É possível projetar que contribuição a biomassa trará para a produção mundial de biocombustíveis?
A gente não consegue responder a essa pergunta olhando para a biomassa atualmente. A biomassa gera principalmente o etanol. Como eu disse uma vez, uma andorinha só não faz verão. Hoje, utilizamos 70% do petróleo para a produção de combustíveis. Os outros 30% são utilizados para a produção de outras frações. Desses 30%, 3% são utilizados pela indústria petroquímica para a fabricação de produtos de alto valor agregado. Esses produtos produzem a mesma quantidade de dinheiro e divisas que os 97% usados para a produção de combustíveis e outras frações. Isso significa que, em termos de EUA, estamos falando de algo como US$ 400 bilhões ao ano. Ou seja, se conseguirmos fazer uma cadeia mais densa de processo, de modo a obter vários produtos a partir desse insumo da biomassa, como aromáticos, polímeros, produtos farmacêuticos etc, nós revolucionaremos a química. Se o Brasil estiver engajado nesse esforço, o país certamente contribuirá para a construção de um mundo melhor. Potencial para isso nós temos.

Esta sua visita à Unicamp tem o propósito de aproximar os pesquisadores da Universidade dos seus pares na Alemanha?

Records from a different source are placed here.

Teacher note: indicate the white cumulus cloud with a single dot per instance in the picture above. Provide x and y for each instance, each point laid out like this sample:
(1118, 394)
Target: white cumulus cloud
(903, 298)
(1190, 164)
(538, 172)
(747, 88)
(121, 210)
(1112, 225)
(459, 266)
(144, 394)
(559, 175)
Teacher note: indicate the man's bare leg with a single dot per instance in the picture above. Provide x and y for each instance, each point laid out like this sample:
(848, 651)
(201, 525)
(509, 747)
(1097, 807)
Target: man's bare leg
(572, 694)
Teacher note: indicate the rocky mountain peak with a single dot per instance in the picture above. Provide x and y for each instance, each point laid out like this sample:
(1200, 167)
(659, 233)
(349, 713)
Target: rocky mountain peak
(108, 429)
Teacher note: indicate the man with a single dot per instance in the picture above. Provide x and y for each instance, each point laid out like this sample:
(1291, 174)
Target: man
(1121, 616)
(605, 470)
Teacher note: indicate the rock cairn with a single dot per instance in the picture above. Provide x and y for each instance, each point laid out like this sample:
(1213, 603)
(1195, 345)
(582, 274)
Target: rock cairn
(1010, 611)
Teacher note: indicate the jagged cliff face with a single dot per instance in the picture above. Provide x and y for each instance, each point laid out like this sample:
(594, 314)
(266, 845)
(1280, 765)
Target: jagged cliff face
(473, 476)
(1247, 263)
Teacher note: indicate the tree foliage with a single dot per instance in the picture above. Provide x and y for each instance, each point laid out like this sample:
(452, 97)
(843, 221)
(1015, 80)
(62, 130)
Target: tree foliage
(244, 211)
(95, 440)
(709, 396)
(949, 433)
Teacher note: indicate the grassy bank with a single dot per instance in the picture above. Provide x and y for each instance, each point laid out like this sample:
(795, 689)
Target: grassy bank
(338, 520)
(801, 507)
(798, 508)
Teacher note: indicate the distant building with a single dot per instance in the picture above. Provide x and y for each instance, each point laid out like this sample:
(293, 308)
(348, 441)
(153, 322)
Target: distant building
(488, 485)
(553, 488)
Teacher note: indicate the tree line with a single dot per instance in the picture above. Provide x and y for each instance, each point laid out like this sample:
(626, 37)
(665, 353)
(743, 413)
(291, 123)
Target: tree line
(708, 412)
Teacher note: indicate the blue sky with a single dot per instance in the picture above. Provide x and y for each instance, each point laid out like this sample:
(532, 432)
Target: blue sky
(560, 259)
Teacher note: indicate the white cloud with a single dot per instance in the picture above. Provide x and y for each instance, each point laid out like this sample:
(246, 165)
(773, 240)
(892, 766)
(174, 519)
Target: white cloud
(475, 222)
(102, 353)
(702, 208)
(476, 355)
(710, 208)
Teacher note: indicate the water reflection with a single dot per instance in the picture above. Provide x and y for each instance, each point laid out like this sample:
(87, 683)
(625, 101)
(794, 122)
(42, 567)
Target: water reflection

Sem dúvida. Através do programa Ciência sem Fronteiras, eu tive a oportunidade de receber, por seis meses, um aluno da Universidade Federal de Viçosa para um estágio em meu laboratório. As portas estão abertas. Toda a dificuldade que eu tive de ingressar na Alemanha gerou uma experiência muito rica que pode ajudar, em certas situações, a facilitar a ida de brasileiros ao exterior. Meu anseio é que as relações entre Brasil e Alemanha se estreitem muito, não apenas na minha área, mas em todas as áreas do conhecimento. Eu vejo muito sinergismo na maneira de pensar do brasileiro e do alemão. Há uma combinação boa de talentos. Ter gente boa do Brasil no exterior é muito importante, pois ajuda a quebrar preconceitos. O Brasil não é um país somente do futebol e do samba, embora estas estejam entre nossas melhores qualidades. Não temos que ter vergonha disso. Mas temos que aprender a nos projetar no mundo. A cultura e os valores que aprendemos estão em falta no mundo. Temos com o que contribuir para um mundo melhor. Afinal, a nossa cultura nos ensina a dar nó em pingo d’água. Minha vida foi marcada por muita dificuldade, inclusive de ordem financeira. Sempre estudei em escola pública. Quando comecei a graduação na Unicamp, se eu não tivesse tido a ajuda da Universidade, eu não teria conseguido concluir os estudos. Eu venho de uma família humilde, mas que sempre me deu o ensinamento de que somente através da educação é possível evoluir. No início da minha graduação eu tive que escolher entre caminhar 10 km ou ir ao Bandejão. Isso até hoje me emociona. Eu nunca imaginei alcançar o estágio que alcancei.